Insulted Iran Officials Plan to Sue Over 'Argo'

Iranian officials are so angered at the way the Oscar-winning film "Argo" portrayed their country, they plan to sue its makers, including director Ben Affleck.

Iran media is reporting today that the government is in talks with French lawyer Isabelle Coutant-Peyre to figure out where and how to sue the filmmakers for the movie's "unrealistic portrayal" of the Islamic republic, according to translations by the Associated Press.

Coutant-Peyre has represented Zacarias Moussaoui, a convicted terrorist who helped plan the September 11 attacks, as well as convicted terrorist Ilich Ramirez Sanchez, known as Carlos the Jackal.

The Iranians have taken umbrage with "Argo" since last year's debut of the film, about a CIA agent who spirits out six Americans from Tehran following the 1979 Islamic revolution.

Various state-controlled news agencies have labeled the film "anti-Iranian" and "un-Islamic" and called its portrayal of events "ahistoric."

Iranian authorities held a closed screening of the film this week at a conference called "The Hoax of Hollywood." The film has not been approved by the country's culture authorities for the public, but bootleg DVD copies can be readily purchased on the streets of Tehran.

Following the meeting, cultural authorities released a statement calling "Argo" a "violation of international cultural norms," according to Shargh daily newspaper and the AP.

"Awarding an anti-Iran movie is a propaganda attack against our nation and entire humanity," the committee said in response to the film's Best Picture Oscar, received at February's Academy Awards.

Iran has a vibrant film scene, but it is strictly controlled by the government.
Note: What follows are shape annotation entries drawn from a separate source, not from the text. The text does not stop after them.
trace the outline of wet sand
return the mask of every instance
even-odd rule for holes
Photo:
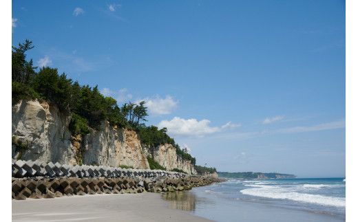
[[[167,208],[156,193],[12,201],[12,221],[211,221]]]

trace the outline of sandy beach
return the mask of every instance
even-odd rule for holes
[[[156,193],[95,195],[12,202],[12,221],[211,221],[167,208]]]

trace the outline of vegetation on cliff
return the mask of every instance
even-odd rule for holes
[[[277,173],[253,173],[253,172],[218,172],[219,177],[236,178],[236,179],[276,179],[277,175],[280,178],[295,178],[296,176],[291,174],[282,174]]]
[[[34,47],[32,44],[26,40],[18,47],[12,47],[13,102],[37,98],[56,104],[61,111],[72,115],[69,128],[74,136],[90,133],[90,129],[101,130],[101,122],[107,120],[112,126],[136,131],[143,144],[154,146],[171,144],[182,159],[196,164],[196,159],[182,151],[166,133],[167,129],[145,126],[148,113],[145,101],[119,106],[113,98],[103,96],[98,86],[81,86],[67,78],[65,73],[59,74],[56,68],[43,67],[36,71],[38,67],[33,66],[32,60],[26,60],[26,52]]]
[[[195,169],[196,172],[198,172],[198,174],[200,175],[203,175],[205,173],[213,173],[214,172],[216,172],[216,168],[215,167],[211,168],[201,166],[196,166]]]
[[[162,166],[159,164],[158,162],[151,159],[149,157],[147,157],[147,159],[148,160],[148,164],[149,164],[149,168],[151,170],[167,170],[167,168],[164,166]]]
In September Iran submitted a film "A Cube of Sugar" for Oscar consideration, but shortly after said it would boycott the Academy Awards in retaliation for the anti-Muslim YouTube video "Innocence of Muslims." "A Cube of Sugar" was not, however, nominated for an award.

A spokesman for Warner Brother, the company that produced "Argo," would not comment on any potential lawsuit.